Orchestrating the Refunds Process at Zulily

By: Nanya Origbo, Senior Software Engineer, Shopping Experience, Zulily

Zulily Tech News
Zulily Tech Blog
5 min readSep 1, 2021

--

As Zulily scaled to serve millions of customers, it needed to modernize its refunds process. Its initial refunds system was highly distributed and complex, which meant it was unreliable and created gaps in customers’ experiences. We will share how our team was able to evolve our refunds technology stack and create a shopping experience that customers trust.

Problem Statement

The organic evolution of Zulily’s refunds system led to increased complexity in its architecture, with multiple teams owning different pieces of the refunds process.

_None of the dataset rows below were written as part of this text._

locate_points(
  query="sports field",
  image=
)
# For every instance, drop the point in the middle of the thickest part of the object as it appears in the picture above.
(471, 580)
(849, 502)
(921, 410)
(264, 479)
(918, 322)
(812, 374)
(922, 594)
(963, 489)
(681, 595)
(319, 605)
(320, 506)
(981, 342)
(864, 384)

The primary consequence of this evolution was a reduction in the system’s reliability, which refers to the rate at which refund requests were successfully processed. For example, the distributed nature of the system meant that it was difficult to determine when and where refunds failed. In certain cases, customers had to contact customer service in order to move their refunds along.

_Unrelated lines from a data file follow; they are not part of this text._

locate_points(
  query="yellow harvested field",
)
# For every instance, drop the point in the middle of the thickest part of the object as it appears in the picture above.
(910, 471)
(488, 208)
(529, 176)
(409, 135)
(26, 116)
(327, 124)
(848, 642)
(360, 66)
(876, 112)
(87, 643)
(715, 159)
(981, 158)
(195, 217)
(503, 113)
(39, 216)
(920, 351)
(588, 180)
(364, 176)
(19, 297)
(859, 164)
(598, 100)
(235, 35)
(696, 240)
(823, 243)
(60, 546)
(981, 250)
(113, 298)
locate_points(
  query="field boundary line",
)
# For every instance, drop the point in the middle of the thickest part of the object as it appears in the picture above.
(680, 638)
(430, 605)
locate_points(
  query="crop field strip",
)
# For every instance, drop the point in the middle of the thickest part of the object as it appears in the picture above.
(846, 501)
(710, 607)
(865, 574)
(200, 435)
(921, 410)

Furthermore, the system’s complexity reduced developers’ productivity. Debugging issues and adding new features became difficult and time consuming. Also, we did not have robust retry mechanisms which meant that retrying certain failed refunds was manual and expensive.

Proposed Solution

Addressing the above challenges required us to build a service that reliably serves as a single source of truth for anything related to refunds at Zulily.

To accomplish this, we needed to:

  • Define service endpoints that allow clients to create a refund request as well as retrieve details about a refund request.
  • Implement a reliable asynchronous workflow execution mechanism that maintains a history of workflow events and proactively catches and resolves transient errors.
  • Implement a messaging system to alert subscribed consumers of predetermined events relevant to their use case (IE workflow success, failure etc)
  • Implement robust monitoring mechanisms that provide visibility into the overall system health.

At the heart of our solution was the asynchronous workflow execution mechanism. The most suitable “out of the box” implementation of this mechanism that matched our use case was the Simple Workflow Service (SWF), an AWS service that provides simple workflow orchestration management and state persistence via the AWS Flow Framework library.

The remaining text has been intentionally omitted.